I have recently completed my dissertation work at the University of Southern California, and successfully defended my thesis in May 2016. My dissertation research included testing of hypotheses pertaining to the evolution of body size, sexual size dimorphism, and sexually dimorphic traits in the North American Gopherus tortoises and other tortoise species. I compiled and analyzed existing datasets, developed models, and collected measurements of body size and other morphological traits to test my hypotheses.

Title – Evolution of Body Size and Sexually Dimorphic Traits in North American Gopherus Tortoises

Chapter 1 – Introduction and Theoretical Context. This chapter provides a context for questions pertaining to the evolution of intraspecific body size variation, sexual size dimorphism, and sexually dimorphic gular horn weaponry in tortoises, and an introduction to the North American Gopherus species.

Chapter 2 – Intraspecific Variation in Body Size and Sexual Size Dimorphism in Agassiz’s Desert Tortoise. This chapter examines body size and sexual size dimorphism variability in adult Agassiz’s desert tortoises across the range of the species, and tests hypotheses to determine the degree to which ecological and phylogenetic constraints have contributed to the evolution of the observed variation.

Chapter 3 – A Re-evaluation of Sexual Size Dimorphism in the Testudinidae. Through conducting a systematic review, I examines family-wide patterns of expression of sexual size dimorphism in tortoises (Testudinidae) in this chapter. This chapter offers findings that differ from seminal studies of the evolution of this trait in tortoises.
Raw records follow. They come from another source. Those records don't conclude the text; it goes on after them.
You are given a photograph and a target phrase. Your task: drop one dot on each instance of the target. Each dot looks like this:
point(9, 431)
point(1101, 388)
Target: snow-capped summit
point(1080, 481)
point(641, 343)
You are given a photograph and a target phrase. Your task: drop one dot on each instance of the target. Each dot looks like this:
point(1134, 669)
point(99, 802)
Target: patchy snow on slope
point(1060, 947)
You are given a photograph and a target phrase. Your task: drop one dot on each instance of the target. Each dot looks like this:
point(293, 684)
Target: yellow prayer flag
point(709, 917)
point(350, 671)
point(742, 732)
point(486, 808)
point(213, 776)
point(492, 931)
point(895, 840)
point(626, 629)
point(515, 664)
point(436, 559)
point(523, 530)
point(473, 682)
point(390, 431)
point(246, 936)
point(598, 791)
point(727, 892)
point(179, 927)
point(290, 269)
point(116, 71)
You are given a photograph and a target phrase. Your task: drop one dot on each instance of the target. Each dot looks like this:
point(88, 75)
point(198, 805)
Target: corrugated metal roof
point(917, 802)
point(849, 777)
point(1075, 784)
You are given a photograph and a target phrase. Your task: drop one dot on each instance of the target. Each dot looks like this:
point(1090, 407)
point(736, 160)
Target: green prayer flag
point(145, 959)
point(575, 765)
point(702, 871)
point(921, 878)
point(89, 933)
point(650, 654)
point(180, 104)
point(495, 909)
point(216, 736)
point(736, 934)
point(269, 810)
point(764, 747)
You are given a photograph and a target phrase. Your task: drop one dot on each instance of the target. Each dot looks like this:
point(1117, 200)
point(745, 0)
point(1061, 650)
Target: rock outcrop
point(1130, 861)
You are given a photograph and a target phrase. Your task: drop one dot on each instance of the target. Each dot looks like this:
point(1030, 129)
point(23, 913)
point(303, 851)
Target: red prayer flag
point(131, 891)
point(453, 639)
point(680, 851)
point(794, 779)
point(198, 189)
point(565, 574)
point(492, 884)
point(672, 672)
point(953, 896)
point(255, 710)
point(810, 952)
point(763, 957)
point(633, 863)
Chapter 4 – Fecund Females and Fighting Males: The Evolution of Sexual Size Dimorphism and Male Weaponry in the Testudinidae. This chapter is an examination of the relative influence of selection pressures (natural and sexual) that drove the evolution of sexual size dimorphism and gular horn weaponry in tortoises.  I test hypotheses to determine whether sexual selection (male-male combat) and/or natural selection favoring large-bodied females that produce large eggs and hatchlings, contributed to the evolution of the observed SSD patterns, and whether gular horn weaponry and male-biased SSD co-evolve.

Chapter 5 – Divergent Evolution of Sexual Size Dimorphism and Male Weaponry in the Gopherus Tortoises. This chapter examines the divergent pathways between the two sister clades in the genus Gopherus in which gular horn weaponry and both male-biased and female-biased SSD is expressed, and test hypotheses pertaining to the progression of trait evolution in the genus using fossil evidence, with comparisons to mating strategies, morphological traits, and burrow use behaviors that differ between the clades that provide context for the evolution of the traits.